As an inorganic chemist, my interests lie in exploring and understanding the diverse chemistry of the elements within the periodic table. Along this line, my primary teaching is in General Chemistry and Inorganic Chemistry. I also teach courses within the Integrative Studies program at Otterbein. My research interests focus on the areas of synthetic inorganic chemistry and bioinorganic chemistry. In recent years my students and I have focused on understanding the photochemistry of metal halide clusters similar to the structure shown in the figure on the right. I also enjoy using computers and have developed several instructional web sites including an extensive web site for teaching concepts of point-group symmetry.
A recent grant from the National Science Foundation is helping our department incorporate experimental structure determination into a range of courses, including General Chemistry, Inorganic Chemistry, and Biochemistry. Through these hands-on laboratory exercises we hope students will gain a better understanding and appreciation of the power (and limitations) of the X-ray diffraction technique.
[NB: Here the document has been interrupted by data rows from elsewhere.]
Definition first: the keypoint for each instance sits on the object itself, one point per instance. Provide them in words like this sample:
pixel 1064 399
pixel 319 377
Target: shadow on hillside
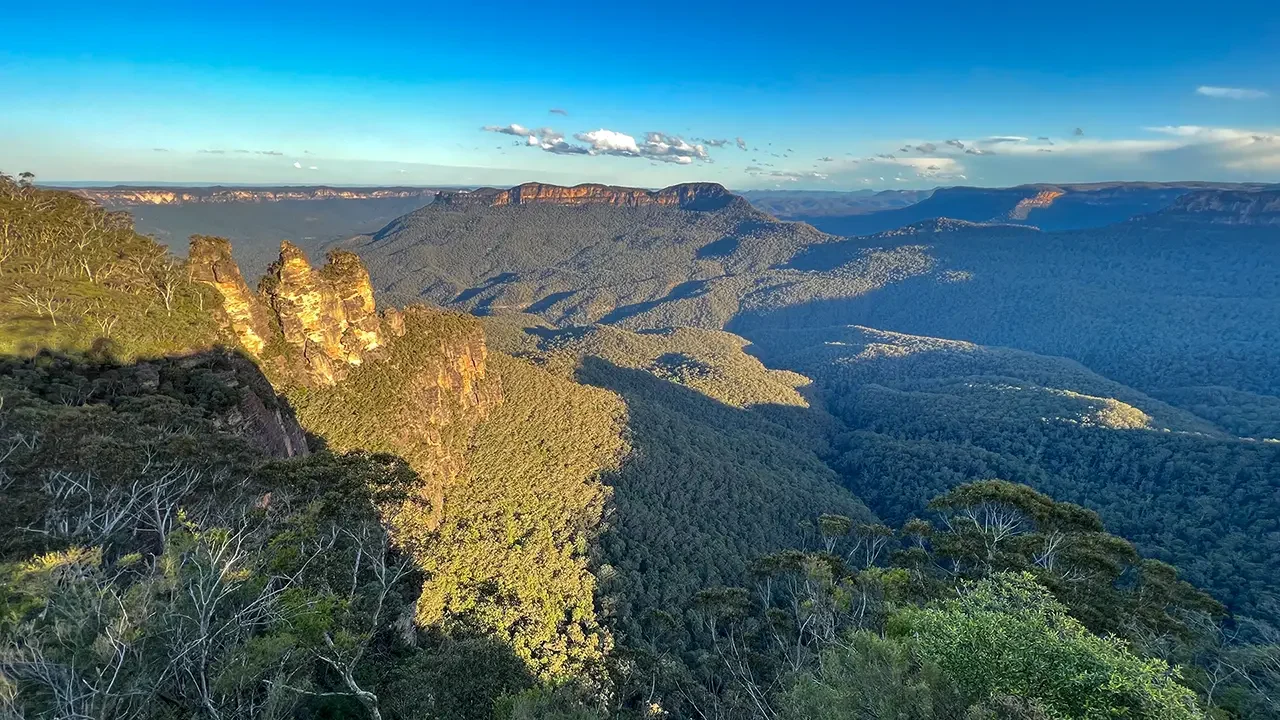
pixel 117 429
pixel 705 490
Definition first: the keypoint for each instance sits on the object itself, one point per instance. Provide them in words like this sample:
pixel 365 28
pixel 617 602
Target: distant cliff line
pixel 126 196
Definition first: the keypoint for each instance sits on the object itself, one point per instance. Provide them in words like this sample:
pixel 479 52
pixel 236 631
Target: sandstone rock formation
pixel 411 382
pixel 1226 206
pixel 1042 199
pixel 324 320
pixel 133 196
pixel 210 261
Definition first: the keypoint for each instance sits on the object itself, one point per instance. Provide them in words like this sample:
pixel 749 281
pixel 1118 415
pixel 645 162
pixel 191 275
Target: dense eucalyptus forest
pixel 595 502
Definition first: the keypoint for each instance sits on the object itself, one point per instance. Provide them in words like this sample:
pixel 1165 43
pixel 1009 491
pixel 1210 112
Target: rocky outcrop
pixel 411 382
pixel 321 322
pixel 1042 199
pixel 210 261
pixel 690 196
pixel 133 196
pixel 328 315
pixel 1226 206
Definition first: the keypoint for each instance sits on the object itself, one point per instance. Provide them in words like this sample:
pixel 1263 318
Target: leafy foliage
pixel 73 277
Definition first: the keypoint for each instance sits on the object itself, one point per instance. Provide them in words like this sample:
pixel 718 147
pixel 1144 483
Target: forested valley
pixel 915 484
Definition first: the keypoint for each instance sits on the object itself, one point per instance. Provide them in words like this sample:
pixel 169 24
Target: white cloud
pixel 657 146
pixel 609 141
pixel 1230 92
pixel 786 176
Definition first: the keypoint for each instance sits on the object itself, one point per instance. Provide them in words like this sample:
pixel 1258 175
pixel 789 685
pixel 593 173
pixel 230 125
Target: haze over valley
pixel 722 363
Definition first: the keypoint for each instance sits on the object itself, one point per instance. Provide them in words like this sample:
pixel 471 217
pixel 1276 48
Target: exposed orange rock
pixel 210 261
pixel 314 327
pixel 1042 199
pixel 131 196
pixel 534 192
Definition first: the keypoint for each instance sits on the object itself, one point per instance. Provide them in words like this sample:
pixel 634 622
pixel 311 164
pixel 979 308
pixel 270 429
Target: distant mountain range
pixel 1047 206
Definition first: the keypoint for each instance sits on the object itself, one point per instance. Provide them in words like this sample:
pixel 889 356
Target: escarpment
pixel 1226 206
pixel 410 382
pixel 306 326
pixel 693 196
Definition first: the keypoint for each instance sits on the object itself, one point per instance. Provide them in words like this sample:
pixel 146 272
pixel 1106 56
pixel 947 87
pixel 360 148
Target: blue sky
pixel 828 96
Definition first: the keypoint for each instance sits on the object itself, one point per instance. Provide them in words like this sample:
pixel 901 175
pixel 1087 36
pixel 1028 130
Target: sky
pixel 804 96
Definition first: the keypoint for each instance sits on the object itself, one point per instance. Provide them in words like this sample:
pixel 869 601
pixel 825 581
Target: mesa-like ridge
pixel 700 195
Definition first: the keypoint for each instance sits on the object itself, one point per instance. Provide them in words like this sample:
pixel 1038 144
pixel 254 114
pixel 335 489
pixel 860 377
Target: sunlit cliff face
pixel 127 196
pixel 533 192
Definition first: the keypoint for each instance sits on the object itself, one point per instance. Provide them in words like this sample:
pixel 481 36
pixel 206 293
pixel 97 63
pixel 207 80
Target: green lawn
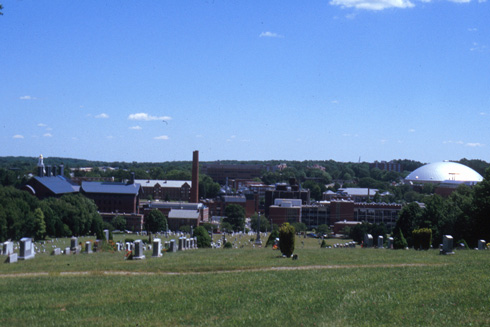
pixel 251 287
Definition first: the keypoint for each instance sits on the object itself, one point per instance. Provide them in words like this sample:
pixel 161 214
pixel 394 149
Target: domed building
pixel 448 175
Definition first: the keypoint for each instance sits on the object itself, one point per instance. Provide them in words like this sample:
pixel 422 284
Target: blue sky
pixel 246 80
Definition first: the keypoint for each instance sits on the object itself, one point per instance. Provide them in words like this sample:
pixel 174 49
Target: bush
pixel 203 238
pixel 422 238
pixel 272 238
pixel 286 239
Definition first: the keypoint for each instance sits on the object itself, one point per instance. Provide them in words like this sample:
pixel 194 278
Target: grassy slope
pixel 369 288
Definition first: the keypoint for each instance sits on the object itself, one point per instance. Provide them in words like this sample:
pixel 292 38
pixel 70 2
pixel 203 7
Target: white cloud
pixel 372 4
pixel 27 97
pixel 147 117
pixel 270 34
pixel 475 145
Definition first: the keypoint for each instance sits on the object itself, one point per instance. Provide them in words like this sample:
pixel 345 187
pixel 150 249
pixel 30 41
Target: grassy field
pixel 250 287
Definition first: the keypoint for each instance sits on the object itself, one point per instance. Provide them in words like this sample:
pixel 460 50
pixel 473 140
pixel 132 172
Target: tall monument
pixel 195 178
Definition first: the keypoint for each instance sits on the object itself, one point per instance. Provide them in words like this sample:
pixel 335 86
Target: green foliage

More information about our Bruker SMART X2S system and how we are using it in our courses is coming soon.
Another NSF-supported project has been the development of web materials for teaching molecular symmetry. In 2010, the site received an average of almost 200 visitors a day from all over the world. It was my own frustration with trying to illustrate symmetry planes and axes using diagrams and models that inspired the original web site. The site continues to grow and will soon include additional materials related to crystallographic symmetry. For more information visit the Symmetry @ Otterbein web site including the Symmetry Gallery and the Symmetry Challenge.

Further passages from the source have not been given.